Humans vainly like to think of themselves outside this system, But the fact is, we have a set of characteristics which are inbuilt and though we may very successfully train ourselves to repress and control these characteristics, we aren't doing anything more than that. They're not going away.. we're just learning how to displace them.
Interestingly, one of the things that many societies have done, is suppress the desire for equality by suggesting (falsely) that achieving a higher status is actually beneficial. Capitalism and clever advertising have systematically manipulated our natural instincts until we have a situation where hierarchies, not communities, appeal to our evolutionary instincts to protect ourselves and our families. It's not as simple as desire. We create safety (or an illusion of) by having more .. more money, more food, more power, more weapons.."more". Where as traditionally it was understood that the best thing for an individual and their offspring was to be within a community of equals.
Only now are we beginning to gain perspective and see more clearly that this is fallacious. Brilliant works like The Spirit Level clearly demonstrate that inequality doesn't just cause more suffering to those at the bottom of the scale, but verses an equal society, inequality actually causes suffering to those at the upper end of the scale to.

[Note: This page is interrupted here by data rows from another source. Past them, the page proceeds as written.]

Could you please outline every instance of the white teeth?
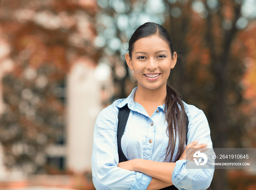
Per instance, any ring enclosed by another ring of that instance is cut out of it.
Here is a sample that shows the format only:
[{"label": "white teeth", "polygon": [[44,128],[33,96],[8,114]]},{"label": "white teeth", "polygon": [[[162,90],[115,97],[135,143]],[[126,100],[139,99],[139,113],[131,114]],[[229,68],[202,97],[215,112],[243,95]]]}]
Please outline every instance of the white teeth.
[{"label": "white teeth", "polygon": [[147,76],[148,77],[157,77],[158,75],[159,75],[160,74],[145,74],[145,75]]}]

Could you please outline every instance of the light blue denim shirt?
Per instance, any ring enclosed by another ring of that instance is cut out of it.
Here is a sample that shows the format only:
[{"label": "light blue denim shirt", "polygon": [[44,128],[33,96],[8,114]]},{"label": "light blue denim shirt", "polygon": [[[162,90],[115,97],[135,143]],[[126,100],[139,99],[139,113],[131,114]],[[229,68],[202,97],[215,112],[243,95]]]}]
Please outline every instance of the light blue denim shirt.
[{"label": "light blue denim shirt", "polygon": [[[91,164],[93,183],[97,190],[146,190],[152,179],[143,173],[117,167],[117,115],[119,109],[126,104],[131,111],[121,141],[126,158],[128,160],[142,158],[170,161],[170,156],[165,160],[169,140],[164,113],[165,105],[159,106],[150,117],[141,105],[134,102],[136,90],[137,87],[126,98],[117,100],[104,109],[96,120]],[[207,143],[207,148],[212,148],[209,125],[203,112],[183,103],[189,121],[188,144],[198,140],[198,144]],[[178,140],[177,135],[173,160],[178,151]],[[187,169],[185,165],[187,161],[176,162],[172,175],[170,176],[173,185],[180,190],[207,189],[212,178],[214,167],[209,165],[206,169]]]}]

So, my thoughts were that rather than create a system of business models and structures for social enterprise which are then implemented based upon the inequality we have mistakenly promoted: to create models based on the natural sense of equality and species protection that we diverged from, prior to this. To build the new system upwards from the last healthy point of development.
If you do that, and look at the way we naturally wish to express goodwill and philanthropy - it isn't from a distance. It isn't by signing a direct debit to a high-brand charity in return for receiving their end of year report. It is by having a human interaction, a human, emotive response to the act of helping another. Doing good makes us feel good, current models of Social Enterprise disconnect the act from the primary benefit of the act. Much in the way that Milgram's famous study allowed people to act more cruelly than anyone imagined when they were divorced from the effects of that cruelty, bringing people together to face the effects of their kindness will, undoubtedly, promote them to act with a generosity beyond that which we currently account for.
Conclusion:
Social Enterprise needs to be a force which enables the reconnection of our naturally good nature with the pleasure of doing good. The only way for this to happen is for the "models" to build upwards from true human impulses, not to build backwards or sideways from the capitalist mess we have created.